Introduced September 4, 2025 by John Peter Ricketts · Last progress September 4, 2025
The bill aims to strengthen Taiwan’s energy security and deter coercion—creating export opportunities for U.S. firms and clearer government coordination—while concentrating risks in higher taxpayer costs, increased geopolitical tension with China, and trade‑offs around nuclear safety and investment priorities.
U.S. energy and technology companies and workers (utilities, energy firms, tech exporters, and related small businesses) would gain expanded export markets and potential job growth by supplying LNG, advanced reactor technology (Gen III+/SMRs), and related services to Taiwan.
Taiwan’s reduced energy vulnerability (through LNG supply diversification, long fuel‑reload intervals for reactors, and insured maritime shipments) would strengthen regional stability and U.S. strategic interests by making Taiwan less susceptible to coercion and by deterring attempts to disrupt supply lines.
Improving Taiwan’s energy resilience — including stronger grid capacity, LNG import resilience, possible return-to-service of reactors or adoption of SMRs, and government-backed insurance for critical shipments — helps ensure continuity of critical services and delivery of humanitarian supplies during crises while supporting low‑carbon baseload power.
American taxpayers and domestic energy consumers could face higher costs because U.S. LNG exports redirected to Taiwan, financing or export-support programs for reactors, and potential insurance liabilities may raise domestic energy prices and public expenditures.
Prioritizing energy and nuclear support for Taiwan and underwriting maritime shipments may escalate tensions with China and increase the risk of economic or security retaliation that could affect American trade, supply chains, and military exposure.
Government-backed insurance and export/infrastructure assistance could create substantial contingent liabilities and financial exposure for U.S. taxpayers, especially if statutory exemptions relax prior safeguards or lead to claims from high‑risk shipments.
Based on analysis of 7 sections of legislative text.
Authorizes measures to boost Taiwan’s energy resilience: promotes U.S. energy exports and nuclear options and permits U.S. maritime insurance for vessels supplying Taiwan under coercive threats.
Authorizes a set of policy changes and findings intended to strengthen Taiwan’s energy resilience by promoting U.S. energy exports, encouraging consideration of nuclear options (including small modular reactors), and allowing U.S. maritime insurance support for vessels carrying critical goods to Taiwan or other strategic partners facing coercive maritime threats.
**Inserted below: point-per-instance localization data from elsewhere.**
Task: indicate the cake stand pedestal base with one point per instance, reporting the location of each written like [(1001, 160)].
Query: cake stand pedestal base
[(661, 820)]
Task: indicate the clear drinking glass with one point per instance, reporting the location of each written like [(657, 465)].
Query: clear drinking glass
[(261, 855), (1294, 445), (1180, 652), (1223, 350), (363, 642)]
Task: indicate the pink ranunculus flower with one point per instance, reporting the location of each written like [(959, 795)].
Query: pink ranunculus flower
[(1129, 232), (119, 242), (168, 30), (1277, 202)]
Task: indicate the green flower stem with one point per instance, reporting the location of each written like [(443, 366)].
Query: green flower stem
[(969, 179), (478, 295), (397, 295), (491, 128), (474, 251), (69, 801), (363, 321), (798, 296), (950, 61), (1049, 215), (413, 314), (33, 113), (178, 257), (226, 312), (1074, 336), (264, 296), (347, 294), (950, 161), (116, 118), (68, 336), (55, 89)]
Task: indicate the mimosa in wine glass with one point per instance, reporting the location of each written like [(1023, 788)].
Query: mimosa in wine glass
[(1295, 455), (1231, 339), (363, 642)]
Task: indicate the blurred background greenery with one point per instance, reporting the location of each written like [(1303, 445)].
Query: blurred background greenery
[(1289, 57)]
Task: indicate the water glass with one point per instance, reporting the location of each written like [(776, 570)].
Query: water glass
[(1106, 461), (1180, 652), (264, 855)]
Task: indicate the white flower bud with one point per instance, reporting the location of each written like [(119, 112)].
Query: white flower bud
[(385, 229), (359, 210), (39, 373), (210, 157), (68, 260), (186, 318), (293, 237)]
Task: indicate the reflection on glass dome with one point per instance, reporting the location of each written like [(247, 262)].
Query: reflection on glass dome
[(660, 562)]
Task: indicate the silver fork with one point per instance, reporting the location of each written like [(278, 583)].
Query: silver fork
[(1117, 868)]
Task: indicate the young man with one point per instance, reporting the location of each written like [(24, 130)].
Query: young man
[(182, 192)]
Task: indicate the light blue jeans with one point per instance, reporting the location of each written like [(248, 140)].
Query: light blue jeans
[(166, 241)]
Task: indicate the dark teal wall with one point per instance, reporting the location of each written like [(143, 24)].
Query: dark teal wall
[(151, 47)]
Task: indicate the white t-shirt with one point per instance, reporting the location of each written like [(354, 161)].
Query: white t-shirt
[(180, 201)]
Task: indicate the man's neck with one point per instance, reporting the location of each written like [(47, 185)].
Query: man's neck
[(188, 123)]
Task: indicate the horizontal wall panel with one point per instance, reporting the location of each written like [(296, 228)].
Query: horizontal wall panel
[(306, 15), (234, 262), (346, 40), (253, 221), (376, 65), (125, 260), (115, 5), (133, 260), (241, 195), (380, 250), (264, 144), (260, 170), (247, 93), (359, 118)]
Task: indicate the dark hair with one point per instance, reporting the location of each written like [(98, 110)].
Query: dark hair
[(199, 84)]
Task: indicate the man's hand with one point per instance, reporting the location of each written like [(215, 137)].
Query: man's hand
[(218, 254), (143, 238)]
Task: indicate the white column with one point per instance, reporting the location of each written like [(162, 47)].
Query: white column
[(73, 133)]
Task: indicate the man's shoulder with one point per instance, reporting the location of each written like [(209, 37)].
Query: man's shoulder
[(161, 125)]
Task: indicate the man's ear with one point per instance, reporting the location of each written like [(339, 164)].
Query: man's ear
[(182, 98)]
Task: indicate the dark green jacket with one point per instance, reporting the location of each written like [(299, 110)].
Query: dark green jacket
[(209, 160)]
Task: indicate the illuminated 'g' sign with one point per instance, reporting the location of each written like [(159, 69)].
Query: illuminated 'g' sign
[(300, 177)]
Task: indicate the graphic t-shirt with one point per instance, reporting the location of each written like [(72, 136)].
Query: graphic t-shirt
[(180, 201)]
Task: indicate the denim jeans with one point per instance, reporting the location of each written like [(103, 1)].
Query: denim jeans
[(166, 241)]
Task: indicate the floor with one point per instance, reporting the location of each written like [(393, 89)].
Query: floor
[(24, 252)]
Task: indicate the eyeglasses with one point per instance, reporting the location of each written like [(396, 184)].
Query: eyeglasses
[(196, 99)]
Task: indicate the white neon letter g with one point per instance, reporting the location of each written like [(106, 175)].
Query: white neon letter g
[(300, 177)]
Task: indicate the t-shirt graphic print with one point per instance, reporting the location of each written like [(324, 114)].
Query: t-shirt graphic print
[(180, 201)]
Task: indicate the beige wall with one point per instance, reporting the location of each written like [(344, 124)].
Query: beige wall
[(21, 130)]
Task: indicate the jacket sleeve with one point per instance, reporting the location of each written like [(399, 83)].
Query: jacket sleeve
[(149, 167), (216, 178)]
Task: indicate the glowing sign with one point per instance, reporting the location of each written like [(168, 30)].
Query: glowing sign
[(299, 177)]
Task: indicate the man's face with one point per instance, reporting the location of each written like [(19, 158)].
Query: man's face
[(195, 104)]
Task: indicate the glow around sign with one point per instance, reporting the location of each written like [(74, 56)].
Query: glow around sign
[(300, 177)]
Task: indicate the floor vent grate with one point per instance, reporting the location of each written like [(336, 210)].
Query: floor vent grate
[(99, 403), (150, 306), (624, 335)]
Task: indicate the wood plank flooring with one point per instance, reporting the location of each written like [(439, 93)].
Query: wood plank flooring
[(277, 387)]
Several proposed statutory insertions are placeholders or lack substantive text and do not themselves change programs or funding. Direct actions include new authority for the Secretary of Transportation to provide insurance/reinsurance for covered commercial vessels after interagency consultation, an explicit congressional finding favoring nuclear energy and SMRs for Taiwan, and reaffirmation that the Act does not alter U.S. policy toward China and Taiwan. The bill does not appropriate funds in the provided text and contains some amendments that are empty or unspecified in substance.